Mr English said the unusual move to extend the government guarantee to all depositors and stakeholders would cost more up front. But it would ultimately save about $100m through a "clean and orderly" receivership, lowering the estimated cost to taxpayers from $700m to $600m.
Mr Key said that, if the Government had not assumed sole rights, other creditors could have moved to appoint their own receivers, which would have taken control out of the Government's hands. "Without that we would be in the position of being the 800-pound gorilla who would have to take marching orders from a mouse."
The move would also minimise damage to the wider economy, because the Government was in no hurry to sell, so there would be no "fire sale" that could drive down the value of dairy farms and other assets.
Mr English conceded, however, that the other creditors could delay matters if they refused to accept the Government's offer.

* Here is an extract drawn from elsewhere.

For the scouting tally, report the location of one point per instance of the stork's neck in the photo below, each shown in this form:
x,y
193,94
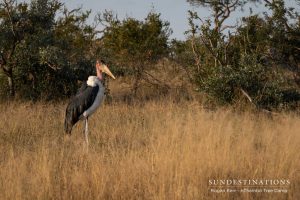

Paying out all depositors immediately would cut the cost by avoiding continuing payments of interest at the high rates SCF offered – up to 8.5 per cent.
Mr Hubbard and his wife, Jean, and other shareholders in SCF seem certain to lose all the money they invested in the company.
Mr Key accepted yesterday that depositors in finance companies such as Hanover and Bridgecorp, which failed before Labour put the guarantee in place in 2008, might feel it was unfair that, as taxpayers, they were now helping to finance a payout for others.
National had backed the scheme and it had been necessary to stop a run on banks' and finance companies' funds and the collapse of the financial system.
Mr Key said the receivership was a "very distressing and sad day" for Mr Hubbard.
The kiwi dollar lost about a cent in 24 hours after the Government bailed out South Canterbury Finance. By late yesterday it had fallen to US70.30c from US71.05c the day before.
Standard & Poor's said New Zealand's credit ratings were not immediately affected by the bailout, as the Government had already provided for the cost.
The sharemarket's NZX 50 index ended down 0.7 points at 3026.10, recovering from a 15-point fall during the day.